Wanita itu bertanya kembali, "Apakah tidak ada penjaga pintunya? Saya akan meminta izin padanya."

Mereka menjawab, "Memang tidak ada. Kalau mau, masuk saja."

Wanita itu kemudian masuk, dan didapatinya Fatimah binti Abdul Malik, istri Amirul Mu'minin, sedang duduk dalam rumah. Kedua lengan bajunya disingsingkan, rupanya dia sedang bekerja membuat kain.
Wanita itu mengucapkan salam, yang kemudian dijawab oleh Fatimah, "Masuklah, ahlan halalti, wa sahlan nazalti." (Anggaplah keluarga sendiri, dan singgah di tempat yang nyaman).

Wanita itu memandang sekeliling rumah, tetapi tak ada satu pun barang berharga. Kemudian iapun membalas sambutan tuan rumah, "Sungguh serasa dalam keluarga sendiri saja saya rasakan. Sedang kenyamanan tidak saya dapati di sini. Apakah saya akan tetap meminta rumahku diperbaiki, sedang rumah ini sendiri reyot begini?"

"Demi Allah," kata Fatimah, "Sesungguhnya kalau rumah ini reyot, maka hal itu untuk membangun rumah-rumah kaum muslimin."

Tak lama datanglah Khalifah Umar, lalu masuk rumah seraya mengucapkan salam, dan langsung menuju sumur di sudut rumah. Dikeluarkannya timba dari dalam sumur, lalu airnya diisikan ke dalam bejana-bejana yang ada. Dalam pada itu, dia memangdang terus kepada Fatimah. Mungkin ingin bertanya padanya tentang tamunya itu. Tetapi, wanita itu kemudian berkata kepada Fatimah, "Sembunyilah dari tukang timba ini. Saya lihat dia selalu memandang kepadamu. Alangkah buruknya!"

"Sesungguhnya dia itu bukan tukang timba," kata Fatimah menerangkan, "Dia Amirul Mu'minin."

Mendengar itu, berkatalah wanita itu, "Panjang umurlah engkau untuk kami hai Umar. Sungguh tak ada bedanya engkau dari kami, selain dengan banyaknya kerja keras dan zuhud yang berat."

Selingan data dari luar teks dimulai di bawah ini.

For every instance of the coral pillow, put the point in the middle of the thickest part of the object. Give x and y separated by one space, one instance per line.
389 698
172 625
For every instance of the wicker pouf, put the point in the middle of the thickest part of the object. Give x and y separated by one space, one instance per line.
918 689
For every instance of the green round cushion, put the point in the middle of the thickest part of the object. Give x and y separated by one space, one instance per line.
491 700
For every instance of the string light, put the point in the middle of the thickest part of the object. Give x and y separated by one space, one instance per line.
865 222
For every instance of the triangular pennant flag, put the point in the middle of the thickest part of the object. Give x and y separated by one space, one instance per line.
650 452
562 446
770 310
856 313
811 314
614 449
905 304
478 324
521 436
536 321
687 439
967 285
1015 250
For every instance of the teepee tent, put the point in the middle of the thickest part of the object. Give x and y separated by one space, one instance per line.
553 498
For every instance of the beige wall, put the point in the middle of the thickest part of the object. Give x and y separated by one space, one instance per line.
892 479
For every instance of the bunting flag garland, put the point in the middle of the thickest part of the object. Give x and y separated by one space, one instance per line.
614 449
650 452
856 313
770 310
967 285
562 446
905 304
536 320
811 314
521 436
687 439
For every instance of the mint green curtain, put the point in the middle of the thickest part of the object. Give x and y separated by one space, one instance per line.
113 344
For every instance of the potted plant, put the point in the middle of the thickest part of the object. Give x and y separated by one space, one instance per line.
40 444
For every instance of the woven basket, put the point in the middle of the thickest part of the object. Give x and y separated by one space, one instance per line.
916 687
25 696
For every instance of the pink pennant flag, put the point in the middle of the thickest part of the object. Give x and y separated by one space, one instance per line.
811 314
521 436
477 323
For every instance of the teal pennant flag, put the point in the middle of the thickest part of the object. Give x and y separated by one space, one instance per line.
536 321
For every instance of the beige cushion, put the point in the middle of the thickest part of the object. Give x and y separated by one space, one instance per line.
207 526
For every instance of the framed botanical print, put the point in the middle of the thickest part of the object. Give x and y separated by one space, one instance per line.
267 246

"Nah anak-anakku hikmah apa yang dapat kita ambil dari cerita tadi?" tanya ustadz Amir pada murid-muridnya.

"Seorang pemimpin yang miskin pak guru," jawab Badu, murid yang suka menjahili temannya.

"Seorang pemimpin yang bekerja keras pak guru," kata Aminah tak mau kalah.

Mendengar jawaban murid-muridnya Ustadz Amir tersenyum, kemudian melanjutkan, "Dari cerita tadi dapat diketahui bahwa, Khalifah Umar bin Abdul Aziz adalah seorang pemimpin zuhud, yang mau bekerja keras untuk rakyatnya, pemimpin yang hidupnya sederhana sehingga beliau dapat merasakan kehidupan rakyatnya yang kesusahan. Sehingga beliau tahu kebutuhan rakyatnya, dan dengan cepat dan adil memenuhi kebutuhan mereka. Begitulah seharusnya menjadi pemimpin. Bukan hanya kepentingan pribadinya saja yang dipikirkan. Mengerti anak-anak?"

"Mengerti pak!" Jawab murid-murid.

"Nah, Anak-anakku semoga kalian dapat mengambil hikmah pelajaran hari ini. Bapak akhiri sampai disini, Insya Allah besok kita bertemu lagi. Billahi Taufiq wal Hidayah, wassalamu 'alaikum warahmatullahi wabarakatuh." kata Ustadz Amir mengakhiri pelajaran.

"Wa'alaikum salam warahmatullahi wabarakatuh." jawab murid-murid serempak.